Unfortunately, moving to Spain for an American can present with unique issues and questions. Over a decade ago I started using this forum and others for information on this process. This forum has been very helpful. However, there is still a miniscule amount of Americans here compared to British and others. Since Brexit, there is more of a similarity between British and American expats yet differences in the expatriation process still exist. 

I’ve started other pages since for American expats but this page still attracts many who are seeking information. I got a wild hair to set up a sub category post here for Americans on this page. I’m no expat sage but am very invested in the people-helping-people concept. Because, one can’t keep something unless they don’t give it away.

This idea may die here but I’d at least like to give it a shot first.


Sent from my iPhone using Tapatalk


----------



## xabiaxica (Jun 23, 2009)

Elyles said:


> Unfortunately, moving to Spain for an American can present with unique issues and questions. Over a decade ago I started using this forum and others for information on this process. This forum has been very helpful. However, there is still a miniscule amount of Americans here compared to British and others.* Since Brexit, there is more of a similarity between British and American expats yet differences in the expatriation process still exist.*
> 
> I’ve started other pages since for American expats but this page still attracts many who are seeking information. I got a wild hair to set up a sub category post here for Americans on this page. I’m no expat sage but am very invested in the people-helping-people concept. Because, one can’t keep something unless they don’t give it away.
> 
> ...


I'm curious as to what you consider the differences to be? The only one I can think of is geographical proximity. The visa application process is exactly the same now.


----------



## ksjazzguitar (Dec 22, 2010)

I mean, speaking as an American...

Yeah, certainly pre-Brexit there were a lot of difference. Yes, it gets a little tedious, whenever you go onto an English speaking expat forum, it's dominated by Brits. But that's just he lay of the land. There are other English speaking forums (on other subjects) where Yanks dominate - I'm sure other English speakers roll their eyes over that.
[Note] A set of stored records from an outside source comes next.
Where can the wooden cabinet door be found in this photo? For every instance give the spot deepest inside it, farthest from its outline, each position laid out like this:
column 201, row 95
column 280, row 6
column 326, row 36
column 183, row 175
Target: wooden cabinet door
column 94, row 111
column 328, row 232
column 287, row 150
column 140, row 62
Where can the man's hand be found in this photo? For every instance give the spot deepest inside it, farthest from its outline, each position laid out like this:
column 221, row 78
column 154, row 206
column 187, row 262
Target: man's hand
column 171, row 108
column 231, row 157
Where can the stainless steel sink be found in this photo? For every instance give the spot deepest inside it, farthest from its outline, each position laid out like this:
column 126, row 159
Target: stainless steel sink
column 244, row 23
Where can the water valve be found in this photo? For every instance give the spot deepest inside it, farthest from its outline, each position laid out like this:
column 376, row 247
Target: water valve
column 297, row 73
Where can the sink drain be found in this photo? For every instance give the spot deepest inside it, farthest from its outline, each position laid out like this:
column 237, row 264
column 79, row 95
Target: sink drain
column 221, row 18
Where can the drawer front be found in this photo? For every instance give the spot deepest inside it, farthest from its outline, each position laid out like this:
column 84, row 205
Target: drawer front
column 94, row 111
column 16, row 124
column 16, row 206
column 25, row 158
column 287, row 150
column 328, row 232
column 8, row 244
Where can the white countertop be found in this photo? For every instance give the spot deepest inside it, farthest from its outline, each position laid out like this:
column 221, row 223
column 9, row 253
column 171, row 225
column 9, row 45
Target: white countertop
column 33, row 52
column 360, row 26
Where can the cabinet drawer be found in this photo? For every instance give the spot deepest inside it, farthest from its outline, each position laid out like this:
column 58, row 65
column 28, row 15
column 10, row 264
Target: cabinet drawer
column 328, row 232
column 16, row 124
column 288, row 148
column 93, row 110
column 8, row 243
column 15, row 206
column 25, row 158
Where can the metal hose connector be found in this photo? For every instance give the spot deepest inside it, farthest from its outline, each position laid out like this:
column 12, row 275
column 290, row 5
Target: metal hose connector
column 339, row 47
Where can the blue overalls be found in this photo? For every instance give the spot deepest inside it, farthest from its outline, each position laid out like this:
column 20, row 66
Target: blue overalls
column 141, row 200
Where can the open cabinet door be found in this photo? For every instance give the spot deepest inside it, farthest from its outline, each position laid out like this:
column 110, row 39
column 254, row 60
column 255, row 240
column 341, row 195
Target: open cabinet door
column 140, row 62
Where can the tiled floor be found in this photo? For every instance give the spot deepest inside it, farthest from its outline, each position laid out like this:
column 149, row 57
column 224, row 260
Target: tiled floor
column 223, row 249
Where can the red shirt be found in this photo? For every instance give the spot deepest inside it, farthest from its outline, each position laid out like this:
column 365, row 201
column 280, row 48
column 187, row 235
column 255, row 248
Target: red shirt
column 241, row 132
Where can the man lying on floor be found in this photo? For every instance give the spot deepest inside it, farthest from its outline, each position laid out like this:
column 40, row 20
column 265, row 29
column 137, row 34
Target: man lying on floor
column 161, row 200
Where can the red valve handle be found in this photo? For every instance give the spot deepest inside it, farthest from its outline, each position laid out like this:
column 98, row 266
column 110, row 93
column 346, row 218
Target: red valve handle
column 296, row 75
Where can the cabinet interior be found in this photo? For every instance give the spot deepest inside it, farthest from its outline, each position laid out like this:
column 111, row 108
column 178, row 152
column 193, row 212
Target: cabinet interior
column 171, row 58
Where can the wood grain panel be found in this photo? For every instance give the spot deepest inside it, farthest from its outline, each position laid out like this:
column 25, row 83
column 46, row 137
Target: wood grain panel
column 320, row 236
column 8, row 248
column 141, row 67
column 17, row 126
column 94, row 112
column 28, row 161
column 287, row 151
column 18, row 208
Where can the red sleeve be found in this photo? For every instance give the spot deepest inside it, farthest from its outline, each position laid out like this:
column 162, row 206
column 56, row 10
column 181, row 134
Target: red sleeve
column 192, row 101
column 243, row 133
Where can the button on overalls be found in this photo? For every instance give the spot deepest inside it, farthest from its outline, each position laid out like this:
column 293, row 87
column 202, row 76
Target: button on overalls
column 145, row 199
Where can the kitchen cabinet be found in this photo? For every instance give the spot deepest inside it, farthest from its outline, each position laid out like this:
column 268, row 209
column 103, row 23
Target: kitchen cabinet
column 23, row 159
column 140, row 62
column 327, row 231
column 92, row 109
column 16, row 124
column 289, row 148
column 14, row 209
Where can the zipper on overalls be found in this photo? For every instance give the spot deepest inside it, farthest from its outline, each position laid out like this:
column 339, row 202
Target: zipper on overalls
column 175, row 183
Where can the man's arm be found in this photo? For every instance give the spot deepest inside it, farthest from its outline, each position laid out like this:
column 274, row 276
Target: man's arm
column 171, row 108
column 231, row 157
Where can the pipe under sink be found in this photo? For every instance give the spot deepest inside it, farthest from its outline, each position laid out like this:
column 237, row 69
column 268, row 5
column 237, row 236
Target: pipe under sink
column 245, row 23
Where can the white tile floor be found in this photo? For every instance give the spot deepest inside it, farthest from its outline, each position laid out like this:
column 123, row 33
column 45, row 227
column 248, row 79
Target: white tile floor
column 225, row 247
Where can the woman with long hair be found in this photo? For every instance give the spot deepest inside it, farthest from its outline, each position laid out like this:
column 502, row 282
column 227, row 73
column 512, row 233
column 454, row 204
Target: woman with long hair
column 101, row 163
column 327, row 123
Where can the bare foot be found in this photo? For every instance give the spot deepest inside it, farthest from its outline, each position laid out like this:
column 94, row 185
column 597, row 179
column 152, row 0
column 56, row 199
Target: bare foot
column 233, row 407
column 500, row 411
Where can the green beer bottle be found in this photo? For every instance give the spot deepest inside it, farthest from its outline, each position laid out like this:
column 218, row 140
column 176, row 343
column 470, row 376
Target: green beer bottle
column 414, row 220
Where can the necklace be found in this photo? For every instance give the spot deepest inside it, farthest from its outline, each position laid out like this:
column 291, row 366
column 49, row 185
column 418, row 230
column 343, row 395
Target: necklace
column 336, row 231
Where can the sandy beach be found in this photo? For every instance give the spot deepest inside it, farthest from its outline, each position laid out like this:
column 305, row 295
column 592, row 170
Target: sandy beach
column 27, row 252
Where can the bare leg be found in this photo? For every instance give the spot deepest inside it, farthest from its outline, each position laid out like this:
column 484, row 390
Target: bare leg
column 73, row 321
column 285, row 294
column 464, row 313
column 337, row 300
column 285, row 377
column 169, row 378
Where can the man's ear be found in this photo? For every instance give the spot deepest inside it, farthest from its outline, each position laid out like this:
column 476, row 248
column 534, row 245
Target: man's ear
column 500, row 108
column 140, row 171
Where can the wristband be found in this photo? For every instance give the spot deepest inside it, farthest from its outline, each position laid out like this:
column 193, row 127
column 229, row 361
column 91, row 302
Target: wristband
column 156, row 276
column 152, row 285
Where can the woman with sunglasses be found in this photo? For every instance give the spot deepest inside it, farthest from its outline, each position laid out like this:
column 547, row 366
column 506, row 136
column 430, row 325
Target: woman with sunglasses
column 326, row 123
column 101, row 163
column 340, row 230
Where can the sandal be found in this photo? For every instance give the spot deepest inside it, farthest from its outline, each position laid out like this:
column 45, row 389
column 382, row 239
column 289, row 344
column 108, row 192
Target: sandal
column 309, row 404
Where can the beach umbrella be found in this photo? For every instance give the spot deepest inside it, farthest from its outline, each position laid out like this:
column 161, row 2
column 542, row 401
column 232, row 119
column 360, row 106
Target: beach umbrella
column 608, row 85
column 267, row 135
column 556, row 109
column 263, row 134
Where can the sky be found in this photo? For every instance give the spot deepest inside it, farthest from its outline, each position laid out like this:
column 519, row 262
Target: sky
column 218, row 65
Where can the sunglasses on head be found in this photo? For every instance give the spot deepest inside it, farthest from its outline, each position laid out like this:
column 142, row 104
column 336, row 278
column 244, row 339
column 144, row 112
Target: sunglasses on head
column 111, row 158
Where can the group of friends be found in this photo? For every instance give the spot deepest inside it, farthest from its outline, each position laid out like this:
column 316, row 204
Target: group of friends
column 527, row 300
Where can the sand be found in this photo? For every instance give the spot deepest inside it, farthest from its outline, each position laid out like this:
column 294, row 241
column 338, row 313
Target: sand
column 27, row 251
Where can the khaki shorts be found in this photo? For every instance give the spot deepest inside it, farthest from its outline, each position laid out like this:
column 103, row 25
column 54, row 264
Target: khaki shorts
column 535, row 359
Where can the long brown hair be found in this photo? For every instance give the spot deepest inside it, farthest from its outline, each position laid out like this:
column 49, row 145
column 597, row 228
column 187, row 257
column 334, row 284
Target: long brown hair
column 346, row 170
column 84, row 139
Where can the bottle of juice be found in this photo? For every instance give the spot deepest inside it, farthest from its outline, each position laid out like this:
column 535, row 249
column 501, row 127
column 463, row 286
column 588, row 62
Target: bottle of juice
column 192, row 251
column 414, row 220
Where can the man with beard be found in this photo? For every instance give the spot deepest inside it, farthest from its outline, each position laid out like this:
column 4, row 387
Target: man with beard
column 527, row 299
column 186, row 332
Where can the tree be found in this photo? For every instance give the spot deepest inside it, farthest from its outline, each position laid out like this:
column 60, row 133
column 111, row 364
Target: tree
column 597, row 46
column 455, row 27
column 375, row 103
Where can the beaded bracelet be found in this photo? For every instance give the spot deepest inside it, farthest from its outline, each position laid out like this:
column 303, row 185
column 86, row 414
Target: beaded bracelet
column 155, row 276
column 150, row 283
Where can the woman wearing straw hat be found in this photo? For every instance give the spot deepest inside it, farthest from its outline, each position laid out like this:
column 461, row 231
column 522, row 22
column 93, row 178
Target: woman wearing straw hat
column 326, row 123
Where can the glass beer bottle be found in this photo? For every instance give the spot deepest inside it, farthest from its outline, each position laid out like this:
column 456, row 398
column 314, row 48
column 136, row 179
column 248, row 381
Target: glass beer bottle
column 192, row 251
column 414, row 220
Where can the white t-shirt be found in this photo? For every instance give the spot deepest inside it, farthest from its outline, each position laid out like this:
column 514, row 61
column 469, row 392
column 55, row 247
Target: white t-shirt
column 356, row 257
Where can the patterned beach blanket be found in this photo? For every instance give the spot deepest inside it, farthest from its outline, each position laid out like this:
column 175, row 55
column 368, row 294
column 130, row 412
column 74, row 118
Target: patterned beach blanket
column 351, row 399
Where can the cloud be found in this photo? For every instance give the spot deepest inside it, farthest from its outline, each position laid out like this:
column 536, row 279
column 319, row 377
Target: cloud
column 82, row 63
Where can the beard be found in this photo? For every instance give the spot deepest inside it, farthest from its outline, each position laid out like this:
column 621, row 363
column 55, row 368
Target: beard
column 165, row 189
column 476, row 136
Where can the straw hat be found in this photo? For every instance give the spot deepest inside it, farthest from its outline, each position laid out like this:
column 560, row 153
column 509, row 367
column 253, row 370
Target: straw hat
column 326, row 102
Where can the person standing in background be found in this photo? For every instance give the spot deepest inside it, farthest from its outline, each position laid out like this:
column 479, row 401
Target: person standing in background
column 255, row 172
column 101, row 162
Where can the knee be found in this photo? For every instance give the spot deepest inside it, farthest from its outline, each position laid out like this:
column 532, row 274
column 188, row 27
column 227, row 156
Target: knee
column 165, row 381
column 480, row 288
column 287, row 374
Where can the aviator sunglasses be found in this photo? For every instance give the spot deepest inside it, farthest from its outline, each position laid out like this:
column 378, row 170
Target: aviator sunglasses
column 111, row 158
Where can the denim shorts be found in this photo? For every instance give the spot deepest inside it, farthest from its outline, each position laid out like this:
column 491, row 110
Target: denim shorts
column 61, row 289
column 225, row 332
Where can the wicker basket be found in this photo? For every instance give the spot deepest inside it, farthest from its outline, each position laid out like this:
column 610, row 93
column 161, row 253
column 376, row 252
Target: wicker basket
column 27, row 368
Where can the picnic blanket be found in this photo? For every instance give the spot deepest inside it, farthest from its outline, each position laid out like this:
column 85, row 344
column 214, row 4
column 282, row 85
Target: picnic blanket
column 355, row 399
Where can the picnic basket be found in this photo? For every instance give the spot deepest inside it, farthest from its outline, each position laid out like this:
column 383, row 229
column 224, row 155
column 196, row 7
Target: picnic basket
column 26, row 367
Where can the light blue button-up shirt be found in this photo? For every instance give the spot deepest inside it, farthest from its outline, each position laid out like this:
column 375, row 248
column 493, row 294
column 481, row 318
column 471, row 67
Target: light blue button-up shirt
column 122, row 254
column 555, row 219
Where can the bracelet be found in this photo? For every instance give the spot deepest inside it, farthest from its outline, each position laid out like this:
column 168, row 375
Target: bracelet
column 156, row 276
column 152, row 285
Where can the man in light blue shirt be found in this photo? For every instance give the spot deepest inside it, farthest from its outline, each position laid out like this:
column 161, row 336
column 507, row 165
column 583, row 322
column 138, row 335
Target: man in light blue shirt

But post-Brexit, what process differences are there? In terms of Spanish red-tape, it should be the same. Maybe the process of getting your documents will be a little different. The logistics of the move might be different. Tax considerations might be different. Of course, there are going to be cultural differences leading to different experiences...

But since there are more than six times as many Brits in Spain, doesn't it make sense that they would dominate any forum on the subject? I think we just have to suck it up.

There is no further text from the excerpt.